The following day, CIA officers went to the White House for a meeting with a select group of top-level National Security Council members. Attendees discussed both the lack of inside information and how essential it was to achieve “penetrations.” Many “unilateral avenues” and “creative attempts” were subsequently to be tried. Material in the document on those attempts remains redacted in its entirety.

Though fragmentary, there are pointers suggesting that the CIA may not—as it claimed—have promptly dropped its coverage of Mihdhar. On Jan. 5, 2000—the day on which Miller wrote his draft cable, a CIA bin Laden–unit officer noted of Mihdhar and Hazmi that “we need to continue the effort to identify these travelers and their activities.” As late as February, moreover, a CIA message noted that the agency was still engaged in an investigation “to determine what the subject [Mihdhar] is up to.”

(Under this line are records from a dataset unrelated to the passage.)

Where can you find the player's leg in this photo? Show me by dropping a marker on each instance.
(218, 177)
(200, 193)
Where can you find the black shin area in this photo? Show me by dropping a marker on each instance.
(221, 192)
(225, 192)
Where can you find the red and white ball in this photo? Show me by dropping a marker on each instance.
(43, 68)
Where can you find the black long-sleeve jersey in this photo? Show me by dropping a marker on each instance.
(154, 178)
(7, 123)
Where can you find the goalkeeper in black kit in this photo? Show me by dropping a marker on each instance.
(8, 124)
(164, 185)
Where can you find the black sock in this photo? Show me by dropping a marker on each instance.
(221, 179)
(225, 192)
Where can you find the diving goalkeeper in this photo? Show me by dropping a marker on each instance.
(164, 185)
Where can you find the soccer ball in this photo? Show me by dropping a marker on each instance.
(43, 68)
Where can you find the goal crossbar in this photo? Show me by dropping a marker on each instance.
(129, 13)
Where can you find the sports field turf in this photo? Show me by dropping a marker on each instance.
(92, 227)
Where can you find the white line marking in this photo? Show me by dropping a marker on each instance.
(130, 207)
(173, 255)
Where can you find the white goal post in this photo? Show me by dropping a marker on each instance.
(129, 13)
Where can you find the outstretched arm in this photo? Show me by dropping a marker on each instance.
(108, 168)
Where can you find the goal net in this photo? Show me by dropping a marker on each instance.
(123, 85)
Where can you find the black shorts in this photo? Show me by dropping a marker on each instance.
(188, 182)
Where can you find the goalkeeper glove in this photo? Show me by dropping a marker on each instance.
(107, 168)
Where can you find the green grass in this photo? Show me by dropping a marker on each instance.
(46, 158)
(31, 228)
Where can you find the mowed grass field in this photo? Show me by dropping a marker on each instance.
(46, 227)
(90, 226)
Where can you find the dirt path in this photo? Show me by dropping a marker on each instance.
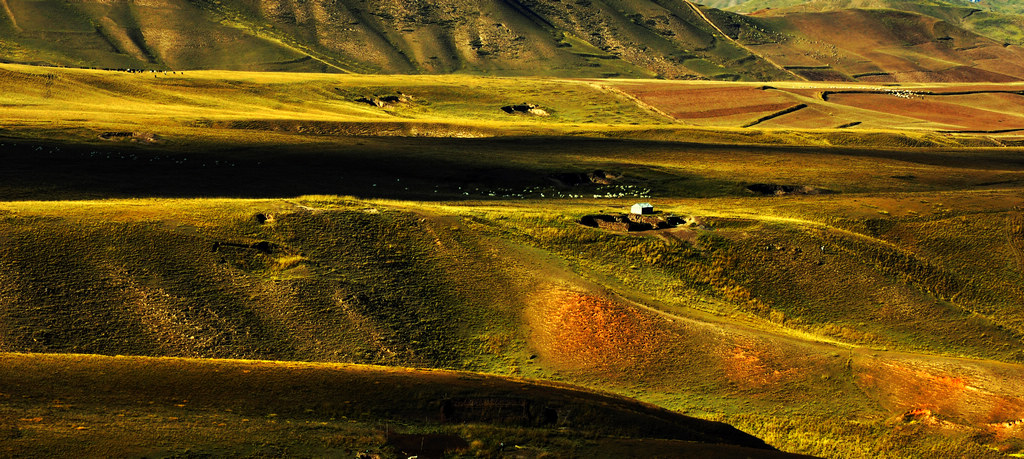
(776, 115)
(741, 46)
(634, 99)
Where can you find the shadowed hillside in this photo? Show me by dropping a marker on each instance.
(600, 38)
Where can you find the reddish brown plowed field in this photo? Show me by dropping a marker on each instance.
(870, 107)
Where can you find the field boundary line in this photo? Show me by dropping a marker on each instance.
(10, 14)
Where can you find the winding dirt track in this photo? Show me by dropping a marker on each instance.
(10, 14)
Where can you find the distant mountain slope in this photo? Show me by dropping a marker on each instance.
(590, 38)
(1003, 22)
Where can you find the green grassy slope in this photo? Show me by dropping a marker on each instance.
(880, 318)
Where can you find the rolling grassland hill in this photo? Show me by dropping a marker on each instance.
(246, 408)
(599, 38)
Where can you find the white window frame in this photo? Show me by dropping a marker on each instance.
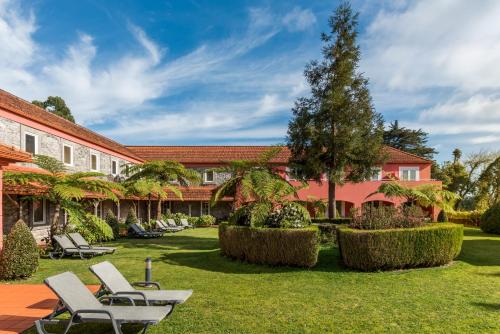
(36, 140)
(409, 168)
(205, 173)
(72, 155)
(201, 208)
(288, 174)
(117, 172)
(378, 176)
(44, 211)
(97, 161)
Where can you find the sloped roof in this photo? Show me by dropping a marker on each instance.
(28, 110)
(12, 154)
(220, 154)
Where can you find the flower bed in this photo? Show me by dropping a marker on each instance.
(275, 246)
(368, 250)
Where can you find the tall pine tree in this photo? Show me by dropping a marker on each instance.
(336, 131)
(408, 140)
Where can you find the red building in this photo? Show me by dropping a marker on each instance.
(409, 169)
(26, 130)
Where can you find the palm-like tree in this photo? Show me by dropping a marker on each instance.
(62, 189)
(148, 188)
(262, 186)
(239, 170)
(424, 195)
(266, 192)
(166, 174)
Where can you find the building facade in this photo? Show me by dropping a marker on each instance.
(27, 128)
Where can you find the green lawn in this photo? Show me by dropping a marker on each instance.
(233, 297)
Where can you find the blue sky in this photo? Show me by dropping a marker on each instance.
(204, 72)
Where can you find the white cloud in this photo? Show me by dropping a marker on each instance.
(438, 58)
(299, 19)
(124, 88)
(439, 43)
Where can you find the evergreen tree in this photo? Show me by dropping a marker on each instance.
(336, 130)
(56, 105)
(408, 140)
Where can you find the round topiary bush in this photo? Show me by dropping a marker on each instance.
(490, 220)
(442, 217)
(275, 246)
(19, 257)
(368, 250)
(291, 215)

In 2007, Congress forced the release of a 19-page summary of the CIA inspector general’s long-secret probe of its pre-9/11 performance. The summary acknowledged that agency staff had neither shared what they knew about Mihdhar and Hazmi nor seen to it that they were promptly placed on watch lists. An accountability board, the summary recommended, should review the work of named officers, including former director Tenet. Tenet’s successor, Porter Goss, however, insisted that there was no question of misconduct by the named officers. They were, he said, “amongst the finest” the agency had.

Richard Clarke’s comments reopen the debate about this troubling episode. The CIA’s “screw-up” explanation of its lamentable failure to act, having learned that two known bin Laden terrorists were headed for the United States, remains at best unconvincing, at worst indicative that it conceals a very different, secret scenario.